There are two cases :
Case 1 : $\sum_{i}\lambda_{i}$ converges. Then we can say variance and mean value of $S_{n}$ converges to some fixed value. Also we know that sum of Poisson random variables is also the Poisson random variable with parameter equals sum of previous ones. So in my opinion $\frac{S_{n}-\mathbb{E}(S_{n})}{\sqrt{\operatorname{Var}(S_{n})}}$ converges to $\frac{\mathrm{Pois}(c) - c}{\sqrt{c}}$ , where $c = \sum_{i} \lambda_{i}$
Case 2 : we have that $\sum_{i} \lambda_{i}$ diverges. Then I guess we can try to use Central limit theorem and satisfy that $\frac{S_{n}-\mathbb{E}(S_{n})}{\sqrt{\operatorname{Var}(S_{n})}}$ converges to $N(0,1)$
Am I right ? Or where have I problems to fix ?

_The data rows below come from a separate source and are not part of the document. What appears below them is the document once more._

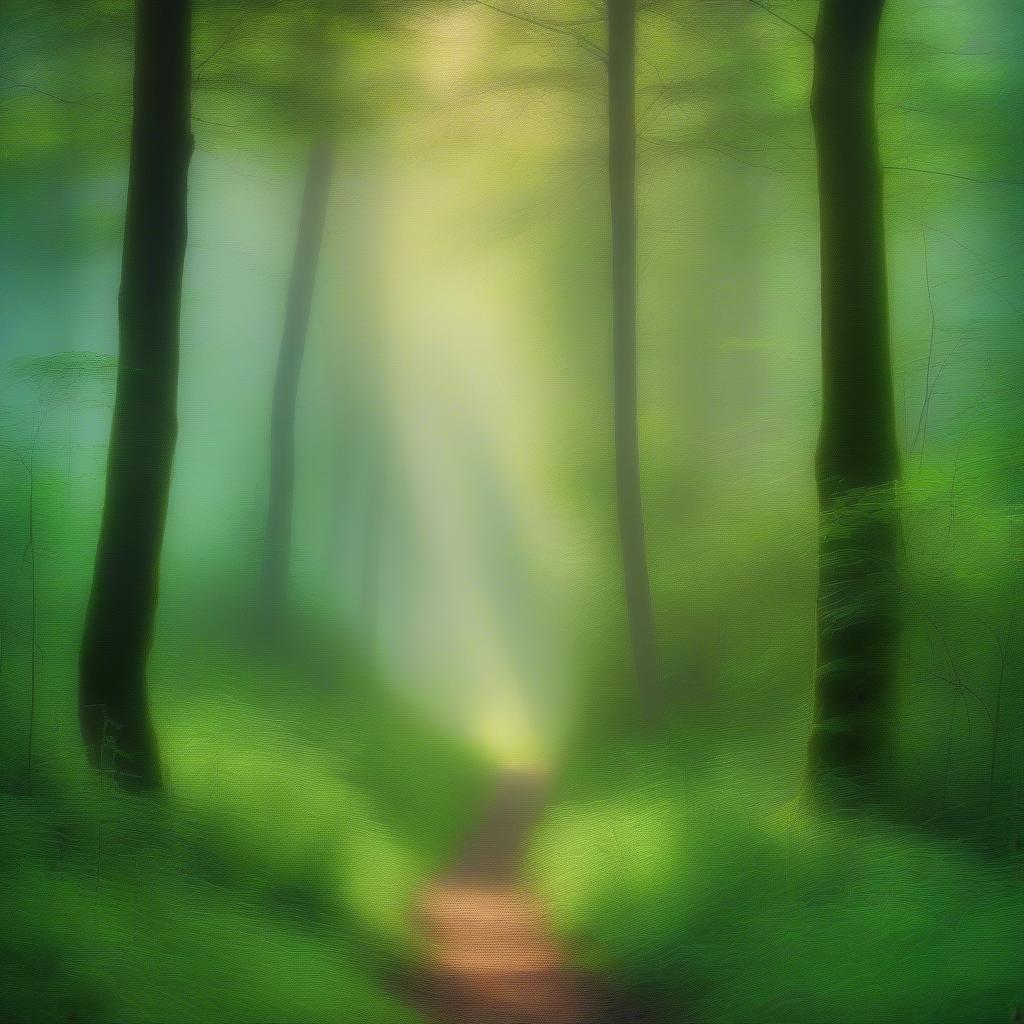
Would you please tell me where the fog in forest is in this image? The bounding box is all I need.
[2,2,1023,1022]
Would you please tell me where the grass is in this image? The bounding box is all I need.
[0,617,489,1024]
[530,740,1024,1024]
[527,454,1024,1024]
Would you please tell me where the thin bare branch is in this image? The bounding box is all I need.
[746,0,813,43]
[473,0,608,64]
[885,164,1024,188]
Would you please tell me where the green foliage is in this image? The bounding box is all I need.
[530,748,1024,1024]
[530,438,1024,1019]
[0,627,485,1022]
[0,341,488,1022]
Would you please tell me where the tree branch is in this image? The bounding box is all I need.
[746,0,813,43]
[473,0,608,64]
[885,164,1024,187]
[0,72,80,105]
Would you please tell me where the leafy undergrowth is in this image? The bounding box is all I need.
[0,629,487,1024]
[529,743,1024,1024]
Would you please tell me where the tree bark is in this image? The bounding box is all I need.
[79,0,192,791]
[259,140,333,631]
[806,0,901,799]
[607,0,660,720]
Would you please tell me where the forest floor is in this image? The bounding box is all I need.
[400,770,657,1024]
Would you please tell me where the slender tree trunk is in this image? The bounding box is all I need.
[607,0,660,720]
[79,0,192,791]
[806,0,901,799]
[259,140,333,631]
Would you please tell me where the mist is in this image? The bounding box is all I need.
[2,1,1023,1022]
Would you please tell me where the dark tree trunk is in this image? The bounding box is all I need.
[806,0,902,799]
[607,0,660,720]
[259,140,333,631]
[79,0,192,791]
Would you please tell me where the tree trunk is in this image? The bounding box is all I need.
[259,140,333,631]
[806,0,901,800]
[607,0,660,721]
[79,0,192,791]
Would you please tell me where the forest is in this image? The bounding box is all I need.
[2,0,1023,1021]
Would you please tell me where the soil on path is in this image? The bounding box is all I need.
[402,770,656,1024]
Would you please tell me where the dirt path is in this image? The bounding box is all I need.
[403,771,653,1024]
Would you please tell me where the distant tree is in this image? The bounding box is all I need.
[204,3,394,635]
[607,0,660,720]
[477,0,661,718]
[79,0,193,790]
[804,0,901,800]
[197,6,345,634]
[260,138,333,631]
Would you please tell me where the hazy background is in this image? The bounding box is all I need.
[2,2,1023,1020]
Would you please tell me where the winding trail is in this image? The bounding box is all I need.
[403,771,654,1024]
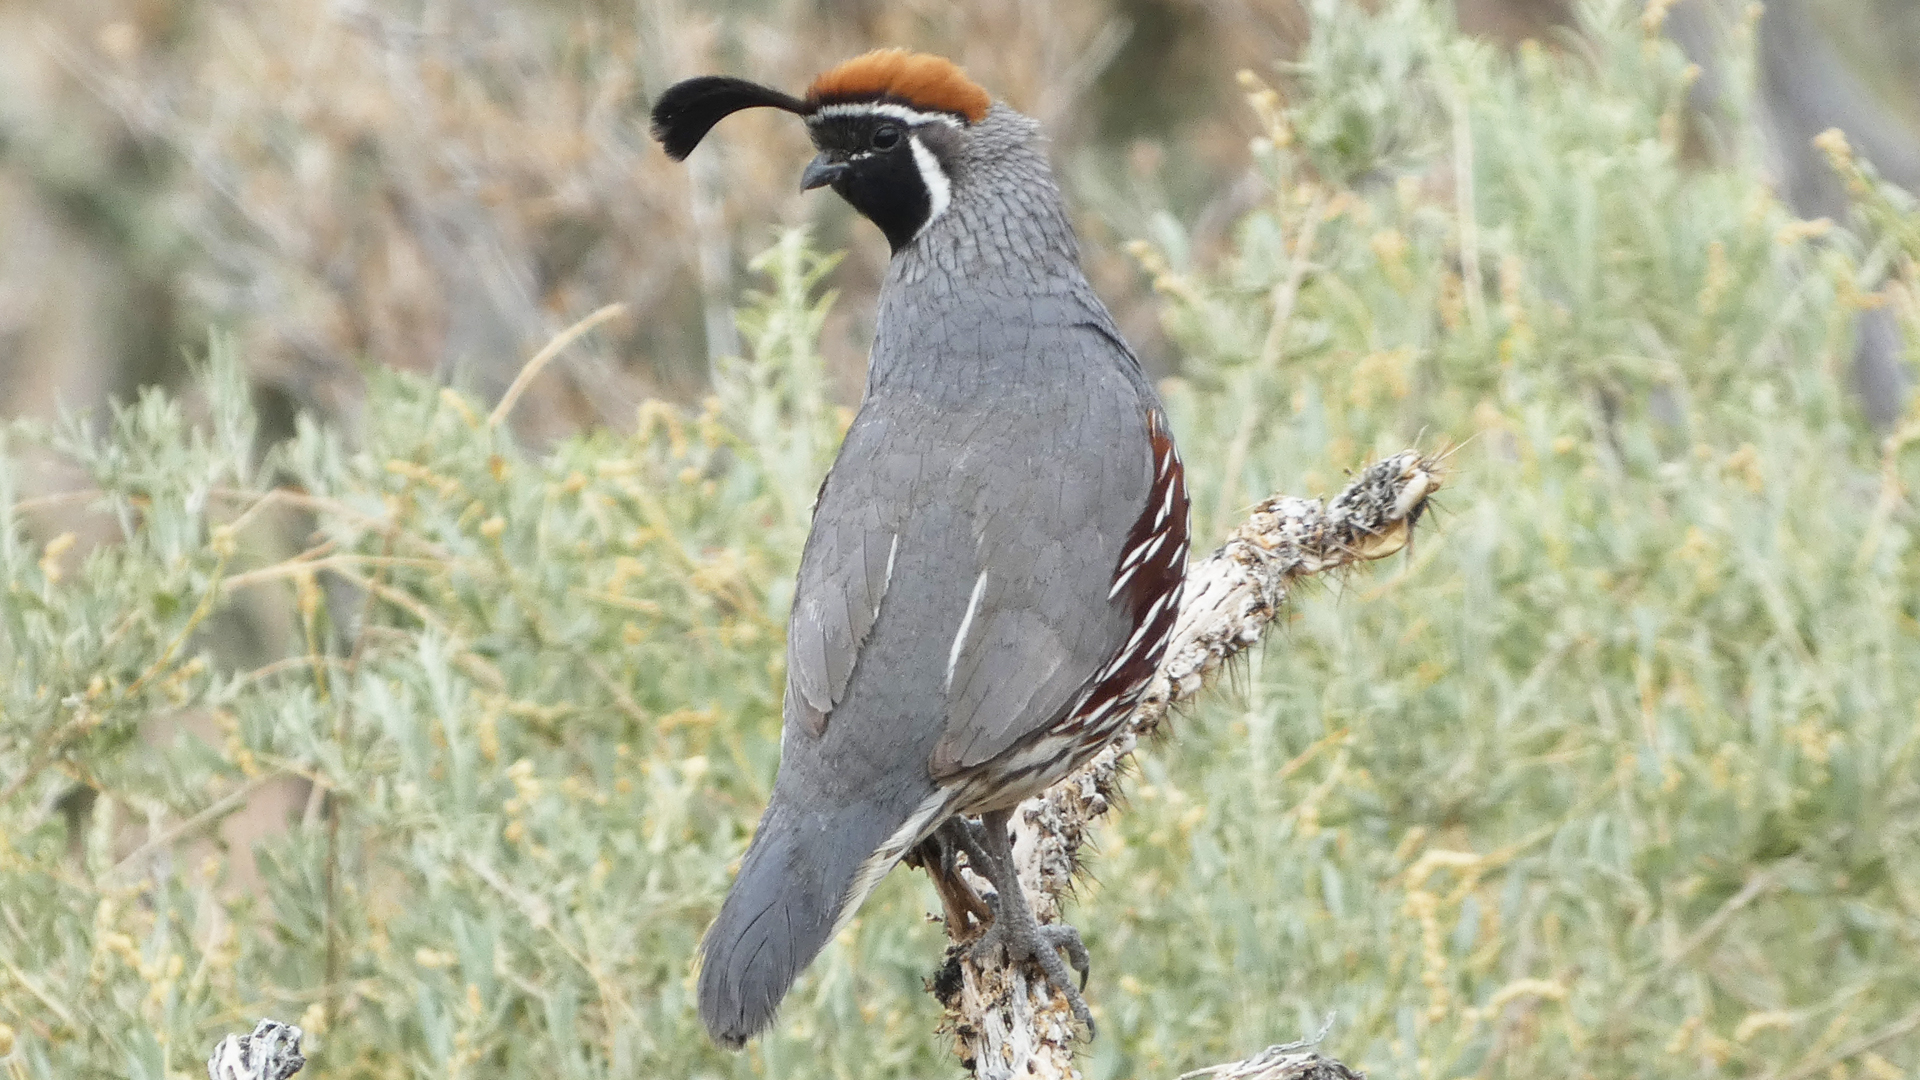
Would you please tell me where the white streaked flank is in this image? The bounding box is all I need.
[1135,530,1169,567]
[946,571,989,689]
[882,534,899,597]
[1121,522,1159,568]
[909,135,951,229]
[1121,594,1170,653]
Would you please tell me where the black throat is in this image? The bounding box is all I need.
[808,113,950,253]
[835,152,931,252]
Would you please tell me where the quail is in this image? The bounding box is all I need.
[651,49,1190,1050]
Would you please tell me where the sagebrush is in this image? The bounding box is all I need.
[4,4,1919,1078]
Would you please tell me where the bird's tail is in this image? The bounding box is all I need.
[697,791,947,1049]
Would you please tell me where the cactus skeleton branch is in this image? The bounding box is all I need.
[940,450,1444,1080]
[206,1020,306,1080]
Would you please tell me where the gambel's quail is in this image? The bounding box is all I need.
[651,49,1190,1049]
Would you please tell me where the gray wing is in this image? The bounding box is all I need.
[927,412,1147,777]
[782,320,1154,781]
[783,425,908,738]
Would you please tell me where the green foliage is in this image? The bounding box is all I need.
[4,6,1919,1080]
[1102,3,1920,1077]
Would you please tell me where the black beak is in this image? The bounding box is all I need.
[800,154,848,192]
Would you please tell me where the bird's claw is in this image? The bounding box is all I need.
[1046,923,1092,991]
[963,845,1097,1037]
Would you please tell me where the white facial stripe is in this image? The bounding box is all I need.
[908,135,951,228]
[812,101,965,129]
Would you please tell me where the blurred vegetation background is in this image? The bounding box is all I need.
[3,0,1920,1078]
[2,0,1916,439]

The answer is easy if you compute the characteristic function explicitly. Let $u_n=\lambda_1+\lambda_2++...+\lambda_n$. Then $Ee^{it(S_n-ES_n)/\sqrt (Var(S_n)}=e^{-it\sqrt (u_n)}\prod_{j=1}^{n}(Ee^{itX_j /\sqrt(u_n)}$. The Poisson characteristic function (paramater $\lambda $) is $e^{-\lambda (1- e^{it})}$. We get $e^{-it\sqrt (u_n)}e^{-u_n (1-e^{it/\sqrt (u_n)})}$. Using the Taylor expansion of $e^{it/\sqrt (u_n)}$ up to the term in $t^{2}$ you will see that that characteristic function indeed converges to $e^{-t^{2}/2}$ if $\sum \lambda_j =\infty$. The characteristic function also converges when $\sum \lambda_j <\infty$ and you can write down the limiting characteristic function explictly.